Parallel ensemble learning-random forest: Random forest is a parallel ensemble technique where, in addition to taking a random subset of the data, a random subset of features is used for the training. However, here we opt to take a feature subset which is obtained by combined features scoring technique rather than a random set of features. In the process many random trees are used and the output of several trees is used to predict the final outcome. We have restricted the number of trees to 10 and the number of attributes at each split to 2. Further, the depth of the individual trees is limited to 3. Random forests can handle the problem of multi dimensionality as well as data with missing values apart from assuring more accurate results. However, in the case of regression it is not much preferred as the final prediction would be based on the mean predictions.
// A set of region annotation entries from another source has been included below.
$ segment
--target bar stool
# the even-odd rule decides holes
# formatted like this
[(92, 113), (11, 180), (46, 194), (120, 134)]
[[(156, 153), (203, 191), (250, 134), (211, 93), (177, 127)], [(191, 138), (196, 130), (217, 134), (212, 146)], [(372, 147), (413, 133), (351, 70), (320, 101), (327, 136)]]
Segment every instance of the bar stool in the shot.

Sequential ensemble learning-gradient boosting: The Gradient boosting ensemble is a combination of Stochastic Gradient boost and Adaboost. The boosting technique that often uses many weak classifiers and combines them to approximate the Bayes classifier C∗(x) is the Adaboost technique which starts with the unweighted training sample, then builds a classifier, for instance a classification tree, that yields class labels. If a training sample is misclassified, the weight of that sample is boosted. A second classifier is constructed using the new weights, which are no longer the same but may approximate the previous. Again, misclassified training data have their weights boosted and the process is repeated. Typically, one may also construct thousands of classifiers this way. A score is assigned to every classifier, and the final classifier is described as the linear aggregate of the classifiers from every stage. Adaboost results in considerably good results when deployed for a two class, classification problem. However, it is not the case for multi-class problems, although Adaboost used to be additionally proposed to be used in the multi-class case.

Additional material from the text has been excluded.